GAR: Automating Entire OS Builds

by Nick Moffitt

I'm a member of the LNX-BBC Project. The LNX-BBC is a business card-sized CD-ROM containing a miniature distribution of GNU/Linux. In order to fit everything we wanted on the roughly 50MB volume, we had to build every single piece of software from scratch and weed out unnecessary files.

The first few LNX-BBC releases were done entirely by hand, pulling precompiled binaries from existing distributions and hand compiling some 200 software packages. While ultimately successful, it made the process of upgrading individual packages difficult. It was also impossible to keep our work in any sort of revision-control system.

User requests for source code revealed another problem with our development process. We had written some scripts to automate the creation of the compressed loopback filesystem and the El-Torito bootable ISO image, but the really difficult work was the compilation and installation of all the packages. We had no way of giving people a single tarball for building a BBC from scratch.

What we needed was a system for automating the compilation and installation of all of the third-party software. It needed to allow us to store our customizations in CVS and provide a simple mechanism for end users to build their own LNX-BBC ISO images.

Enter BSD Ports

These requirements had been noticed and met before. In 1994, Jordan Hubbard began work on the BSD Ports system. The FreeBSD operating system includes a great many programs and utilities, but it is not complete without a number of third-party programs. The BSD Ports system manages the compilation and installation of third-party software that has been ported to BSD.

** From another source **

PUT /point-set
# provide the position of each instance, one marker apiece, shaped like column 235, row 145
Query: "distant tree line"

Often when one asks for help with FreeBSD, an expert may answer by saying ``Just use ports!'' and listing the following commands:

cd /usr/ports/<category>/<package>
make install

to suggest that the user needs to install a particular software package. This is similar to the way many Debian experts will tell people to apt-get install <package>. It's a simple way for a user to install software and related dependencies.

The Ports system is written entirely in pmake, the version of the make utility that comes with BSD. The choice to use make is both an obvious and a novel one. Make can be thought of as a language designed to automate software compilation and has many facilities for expressing build dependencies and rule-based build actions.

On the other hand, make has very limited flow control and lacks many features traditionally found in procedural programming languages. It can be rather unwieldy when used to build large projects.

As of the time of this writing, the core Ports runtime for FreeBSD has undergone 400 revisions since 1994. You can see all of the revisions and their changelog entries at http://www.freebsd.org/cgi/cvsweb.cgi/ports/Mk/bsd.port.mk. The collection of software currently contains nearly 4,000 packages.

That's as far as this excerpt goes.